Yetenekli Bayan Patricia Highsmith...

"Yetenekli Bay Ripley" romanını okudunuz mu? Ben romanı değil de bu romanın filmini seyrettim. Orijinal adı "Plein soleil", benim seyrettiğim filmin Almanca adı "Nur die Sonne war Zeuge" idi ve orada hınzır Tom Ripley'i oynayan Alain Delon'un, gençliği ve masumiyetiyle birlikte taşıdığı kendiliğindenci kötülüğü beni büyülemişti. Filmin ikinci karakter oyuncusu Maurice Ronet de en az Delon kadar iyiydi ve bu ikili daha sonra başka filmlerde de dikkatimi çekti. Fransız sinemasının tartışmalı figürü rejisör René Clément'in eseri film, Patricia Highsmith romanlarına yumuşak iniş yapmamı sağladı. Gerçi filmi seyrettikten sonra filmin romanını sonuna kadar okuyamadım, ama yetenekli Highsmith'in başka Tom Ripley romanları da vardı bereket versin.
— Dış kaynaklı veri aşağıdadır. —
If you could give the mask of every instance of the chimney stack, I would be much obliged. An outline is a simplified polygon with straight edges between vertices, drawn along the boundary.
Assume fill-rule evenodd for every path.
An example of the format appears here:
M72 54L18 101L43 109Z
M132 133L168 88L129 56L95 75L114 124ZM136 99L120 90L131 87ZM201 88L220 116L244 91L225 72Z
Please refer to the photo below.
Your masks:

Film 1960 yapımı, roman 1955'de yayımlanmış. Filmin ilk kez bir Fransız rejisörün aklına düşmesi, romanın prestijli Grad prix de littérature policière ödülü alması nedeniyle. Filmden bu blogda daha önce de bahsettiğimden, asıl konuma, Bayan Highsmith'e döneceğim.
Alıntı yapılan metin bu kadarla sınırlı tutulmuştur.